Dropout¶

Approximates the training an evaluating an bagged assemble of exponentially many neural networks. Dropout train an ensemble consiting of all subnetworks that can be formed by removing nonoutput units form an underlying base network (sets the weights to zero.)

Each time we load an minibatch we sample a random bit max to apply to all input and hidden units.
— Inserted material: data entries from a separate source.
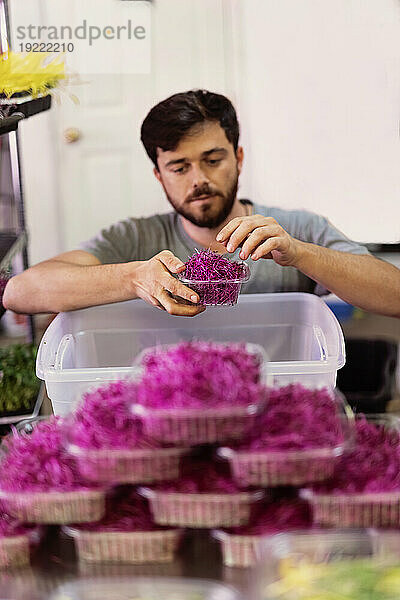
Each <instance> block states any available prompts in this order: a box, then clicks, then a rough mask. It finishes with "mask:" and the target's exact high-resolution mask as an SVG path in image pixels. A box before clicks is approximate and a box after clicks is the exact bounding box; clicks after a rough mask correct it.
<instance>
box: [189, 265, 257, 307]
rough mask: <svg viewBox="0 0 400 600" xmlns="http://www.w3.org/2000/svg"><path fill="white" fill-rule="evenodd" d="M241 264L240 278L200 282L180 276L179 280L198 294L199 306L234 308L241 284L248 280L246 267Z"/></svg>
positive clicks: (218, 279) (215, 279) (249, 278)
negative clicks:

A mask for every unit is sampled independently, the probability of a sampling mask is set before training.

The loss function with the bit max is :

\[ J(\theta, \mu) \]
  • \(\mu\) is the bit mask vector

Intuition¶

Dropout trains an ensemble of models that share hidden units, this means hidden units have to perform well regardless of which other unit is included in the model, this forces redundancy in the network.

Predictions¶

To make predictions we have to evaluate:

\[ p(y|x) = \sum_{\mu}p(\mu) p(y|x, \mu) \]
  • \(p(\mu)\) is the probability distribution used to sample \(\mu\) at training time

This is intractable, in practice we have only 10-20 masks to achieve good performance.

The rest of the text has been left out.